The COVID Tracking Project exists because every person, newsroom, and government agency in the United States deserves access to the most complete picture of COVID-19 testing data that can be assembled.
In the early stages of the COVID-19 pandemic, some wealthy countries pursued a strategy of widespread testing that allowed them to successfully pursue a containment strategy. Others, including the US, have been much, much slower to implement mass testing. As has been extensively documented elsewhere, the US testing effort started very late, rolled out slowly and unevenly, and has yet to scale widely in most parts of the country.
In addition to this failure to test early or scale up quickly, central authorities have elected not to publish complete testing data. From March through mid-May, the CDC published a case count for identified cases of lab-confirmed COVID-19 confirmed by testing, though it significantly lagged behind other sources of this data, like the Johns Hopkins University tracker, which has been the gold standard for US case counts throughout the outbreak.
Note: On about May 9, 2020, the CDC began publishing case counts, deaths, and basic testing data in a new dashboard. We are currently evaluating this data, which mostly matches up with official state public health reporting, but also shows several significant gaps.

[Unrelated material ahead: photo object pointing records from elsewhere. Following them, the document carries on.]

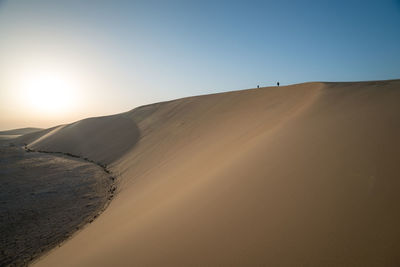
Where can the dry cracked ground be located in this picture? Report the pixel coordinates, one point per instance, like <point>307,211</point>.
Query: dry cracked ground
<point>44,199</point>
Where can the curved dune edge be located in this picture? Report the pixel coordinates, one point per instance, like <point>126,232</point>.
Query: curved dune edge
<point>304,174</point>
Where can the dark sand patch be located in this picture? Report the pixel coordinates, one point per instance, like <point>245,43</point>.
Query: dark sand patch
<point>44,199</point>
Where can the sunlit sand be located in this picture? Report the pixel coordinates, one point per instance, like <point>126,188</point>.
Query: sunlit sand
<point>303,175</point>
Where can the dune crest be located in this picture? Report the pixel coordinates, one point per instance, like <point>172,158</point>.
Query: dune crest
<point>297,175</point>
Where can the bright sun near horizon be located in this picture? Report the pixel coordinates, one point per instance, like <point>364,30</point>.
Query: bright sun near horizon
<point>49,92</point>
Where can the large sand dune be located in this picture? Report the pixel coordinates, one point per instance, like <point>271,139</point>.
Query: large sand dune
<point>307,174</point>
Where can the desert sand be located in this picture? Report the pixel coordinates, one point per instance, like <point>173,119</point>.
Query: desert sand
<point>306,174</point>
<point>44,199</point>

The problem with relying on case counts is that a simple count of identified COVID-19 cases doesn’t show the true location or comparative severity of outbreaks. Simple case counts show where people are being tested, not where people are sick. To illustrate the point, a state that reports 3 cases of COVID-19 after testing 2,000 people is probably in a very different stage of its outbreak than a state that reports 3 cases but has only tested 20 people—but if all you have is a case count, those states look exactly the same.
Understanding the shape, speed, and location of regional outbreaks requires the entire testing picture: how many people have actually been tested in each state/territory, when they were tested, and what their results were. That’s where our data comes in.
Because we have not had a complete official account of COVID-19 testing data in the US, we collect the data directly from the public health authority in each US state and territory (and the District of Columbia). Each of these authorities reports its data in its own way, including online dashboards, data tables, PDFs, press conferences, tweets, and Facebook posts. And while many states and territories have slowly moved toward more standard ways of reporting, the actual categories of information are still in flux.
Our data team uses website-scrapers and trackers to alert us to changes, but the actual updates to our dataset are done manually by careful humans who double-check each change and extensively annotate areas of ambiguity. The work of data-gathering from official sources is also now supplemented by a fast-growing group of reporters who are constantly pushing authorities to release more comprehensive information.
When we started the project, building on two independently created reporting spreadsheets, we expected to be updating the data for a few days or maybe a week until complete federal data emerged. It never did, so we’re still here.
We also recognize that part of our work is the creation and maintenance of a historical record of the US government’s response. As the pandemic imprints itself on the country, we are building an accurate record of what actually happened, day by day, state by state. Until that gets done elsewhere, we’ll keep doing the counts.